那只手停下了,犹豫了会儿,松开了他。
白朝驹觉得自己方才有点冲动,怕他不肯回答自己,赶忙解释道,“我就想问问,你真的要跟他走吗?”
面前的火烛再次亮了,吴明手上拿着个火折子,把火烛再次点起。
小火苗昏黄摇曳,印在他漆黑的双眼里,像两颗金色的星星。
“你不是问我,想不想做个真正的人吗?”他轻声说。
白朝驹愣住了,这的确是自己说过的话。小老鼠记得很清楚,他原来把自己的话都记在心上了。

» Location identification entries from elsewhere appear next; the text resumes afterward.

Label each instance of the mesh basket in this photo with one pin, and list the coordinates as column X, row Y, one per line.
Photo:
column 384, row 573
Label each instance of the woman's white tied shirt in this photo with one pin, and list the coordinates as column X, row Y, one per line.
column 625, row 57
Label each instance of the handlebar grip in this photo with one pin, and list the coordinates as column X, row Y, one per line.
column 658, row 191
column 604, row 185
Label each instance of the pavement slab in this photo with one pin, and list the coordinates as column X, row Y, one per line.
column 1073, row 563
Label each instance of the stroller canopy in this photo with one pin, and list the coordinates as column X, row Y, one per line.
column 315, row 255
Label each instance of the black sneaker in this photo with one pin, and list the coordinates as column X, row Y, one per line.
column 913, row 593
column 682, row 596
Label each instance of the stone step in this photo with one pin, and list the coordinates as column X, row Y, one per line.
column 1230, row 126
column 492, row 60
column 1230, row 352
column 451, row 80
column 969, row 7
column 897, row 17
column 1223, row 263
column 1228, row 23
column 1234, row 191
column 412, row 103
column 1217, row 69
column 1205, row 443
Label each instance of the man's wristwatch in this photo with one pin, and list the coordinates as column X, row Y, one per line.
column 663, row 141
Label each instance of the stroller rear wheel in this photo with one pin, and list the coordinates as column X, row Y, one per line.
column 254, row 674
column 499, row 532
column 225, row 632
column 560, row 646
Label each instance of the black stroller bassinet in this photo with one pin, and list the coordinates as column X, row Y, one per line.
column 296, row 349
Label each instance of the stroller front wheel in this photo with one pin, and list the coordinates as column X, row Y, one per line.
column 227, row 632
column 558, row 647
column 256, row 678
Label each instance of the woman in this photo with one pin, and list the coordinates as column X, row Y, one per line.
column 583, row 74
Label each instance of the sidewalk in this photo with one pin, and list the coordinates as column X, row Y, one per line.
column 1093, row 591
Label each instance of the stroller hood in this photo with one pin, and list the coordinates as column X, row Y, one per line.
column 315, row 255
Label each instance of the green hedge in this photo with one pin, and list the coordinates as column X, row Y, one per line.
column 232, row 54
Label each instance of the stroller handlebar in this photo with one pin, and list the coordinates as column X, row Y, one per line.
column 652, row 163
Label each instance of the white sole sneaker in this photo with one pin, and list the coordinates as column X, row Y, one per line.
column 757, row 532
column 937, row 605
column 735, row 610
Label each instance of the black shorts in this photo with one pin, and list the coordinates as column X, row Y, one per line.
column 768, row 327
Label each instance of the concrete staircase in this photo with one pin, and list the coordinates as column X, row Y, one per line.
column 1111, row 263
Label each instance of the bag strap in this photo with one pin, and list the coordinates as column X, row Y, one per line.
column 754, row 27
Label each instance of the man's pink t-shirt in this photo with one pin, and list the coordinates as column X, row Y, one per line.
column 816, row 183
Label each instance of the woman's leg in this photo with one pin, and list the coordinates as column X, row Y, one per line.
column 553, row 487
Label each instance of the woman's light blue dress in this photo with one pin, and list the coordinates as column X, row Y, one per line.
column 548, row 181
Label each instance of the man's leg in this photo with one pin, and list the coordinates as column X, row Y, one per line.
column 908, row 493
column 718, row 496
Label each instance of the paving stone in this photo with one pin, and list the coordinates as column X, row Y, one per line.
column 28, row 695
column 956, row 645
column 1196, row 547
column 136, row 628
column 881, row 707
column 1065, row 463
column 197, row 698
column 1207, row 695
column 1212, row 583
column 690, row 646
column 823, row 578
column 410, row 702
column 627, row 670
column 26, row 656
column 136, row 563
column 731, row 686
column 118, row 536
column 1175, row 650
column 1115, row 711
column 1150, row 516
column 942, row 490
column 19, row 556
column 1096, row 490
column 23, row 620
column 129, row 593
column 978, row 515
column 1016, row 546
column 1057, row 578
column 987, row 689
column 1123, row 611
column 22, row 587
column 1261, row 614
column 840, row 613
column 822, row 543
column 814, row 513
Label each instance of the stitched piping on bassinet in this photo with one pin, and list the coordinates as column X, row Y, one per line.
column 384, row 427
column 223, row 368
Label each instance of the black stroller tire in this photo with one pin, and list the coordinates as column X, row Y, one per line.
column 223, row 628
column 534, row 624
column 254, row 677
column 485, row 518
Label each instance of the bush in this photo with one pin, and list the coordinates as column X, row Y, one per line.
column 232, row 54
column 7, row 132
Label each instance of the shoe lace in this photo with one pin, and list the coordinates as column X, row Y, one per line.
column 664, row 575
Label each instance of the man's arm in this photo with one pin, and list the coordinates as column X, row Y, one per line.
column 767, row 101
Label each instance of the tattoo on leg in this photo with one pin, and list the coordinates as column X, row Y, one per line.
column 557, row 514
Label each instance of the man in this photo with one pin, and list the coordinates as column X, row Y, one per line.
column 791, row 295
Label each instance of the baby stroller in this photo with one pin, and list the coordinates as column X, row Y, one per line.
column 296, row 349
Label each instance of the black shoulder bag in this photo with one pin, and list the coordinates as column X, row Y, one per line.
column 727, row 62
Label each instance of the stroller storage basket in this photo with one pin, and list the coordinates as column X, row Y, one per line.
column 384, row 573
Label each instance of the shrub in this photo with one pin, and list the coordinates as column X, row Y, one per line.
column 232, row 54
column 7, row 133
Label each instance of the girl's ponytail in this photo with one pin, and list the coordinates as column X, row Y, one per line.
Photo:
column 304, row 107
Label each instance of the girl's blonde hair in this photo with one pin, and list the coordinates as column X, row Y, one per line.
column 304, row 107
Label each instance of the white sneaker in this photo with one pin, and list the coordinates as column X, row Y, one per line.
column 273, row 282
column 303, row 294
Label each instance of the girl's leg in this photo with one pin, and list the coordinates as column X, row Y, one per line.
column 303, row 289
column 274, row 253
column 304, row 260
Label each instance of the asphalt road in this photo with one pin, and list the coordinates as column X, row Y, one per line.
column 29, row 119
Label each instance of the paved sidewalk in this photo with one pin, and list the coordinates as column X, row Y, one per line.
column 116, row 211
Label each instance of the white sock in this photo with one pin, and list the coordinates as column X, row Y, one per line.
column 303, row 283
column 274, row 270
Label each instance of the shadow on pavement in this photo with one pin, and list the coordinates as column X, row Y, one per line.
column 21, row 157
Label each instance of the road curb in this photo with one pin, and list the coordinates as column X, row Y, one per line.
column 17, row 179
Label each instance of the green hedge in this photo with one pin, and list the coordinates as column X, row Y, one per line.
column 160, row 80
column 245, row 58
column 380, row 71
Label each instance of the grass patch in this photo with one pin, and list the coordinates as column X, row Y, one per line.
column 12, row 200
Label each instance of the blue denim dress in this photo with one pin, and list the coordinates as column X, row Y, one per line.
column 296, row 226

“我得活下来,才能成为人吧?”他的眼睛水润润地,脸上没有太多表情。
但白朝驹在他眼底看到了一丝恳求。
“我要把身上的蛊解了,不然,我好像永远都被人牵着。”
“你去吧。”白朝驹打断了他,“你说得没错,先把身上的蛊解了吧。”他说着,手指动个不行,捻着手上的书页。
他见吴明的眼神呆愣下,随即点了点头。
白朝驹心情很复杂,自己是把他当成朋友吗?自己应当是把他当朋友的。他知道吴明的性格,他可以毫无条件的帮你,也可以毫不犹豫的杀人,他并不那么在乎是非善恶。
但归根到底,他帮了自己好多,自己是把他算作朋友的。既然是朋友,就该相互信任才对。